By John Fensterwald - Educated Guess

Two competing bills shaping the state’s plan for Race to the Top money received positive votes in the Assembly Education Committee on Wednesday. But only one will move forward to a full vote of the Assembly, set for today.

Education Committee Chairwoman Julia Brownley’s ABX5-8 was voted 10-6 and moved on. It would have been surprising if it didn’t.

The vote on Sen. Gloria Romero’s SBX5-1 was 6-5. But with six Assembly members abstaining or not present to vote, it was three votes sort of a majority. Romero  immediately charged that the “bill was killed by silence.”

It’s far from dead, though. Romero asked the committee for reconsideration. More likely, with Gov. Arnold Schwarzenegger supporting it and criticizing the  Brownley bill, pieces  may be blended in Senate-Assembly negotiations over the next week.

During an all-day hearing, charter school advocates, parents and civil rights advocates testified in favor of one proposal that Romero is pushing but Brownley’s bill lacks: parental choice. A petition by a majority of parents in a low-achieving school would force the school board to adopt a transformational strategy, whether turning to  a charter school operator, hiring a new principal and new teachers or trying other shock strategies.

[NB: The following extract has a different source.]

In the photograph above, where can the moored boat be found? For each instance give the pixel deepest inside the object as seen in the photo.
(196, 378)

Currently, a majority of teachers in a school can vote to become a charter school. Making parents the catalyst for drastic change would be a big shift in state policy. Institutional lobbies – the Association of California School Administrators, the California Teachers Assn. and the California School Boards Assn. – are against that idea and a larger parental choice option, also in SBX5-1. It would  give parents in bad schools the right to send their children to any school outside of the district, as long as there is space. It,  too, has resonated among families trapped in neighborhoods with bad schools.

Whatever merges from conference must move soon. The state’s application for a piece of the $4.3 billion Race to the Top program is due Jan. 19. And districts need to know what state laws will be changed to accommodate it before they agree to pledge their support.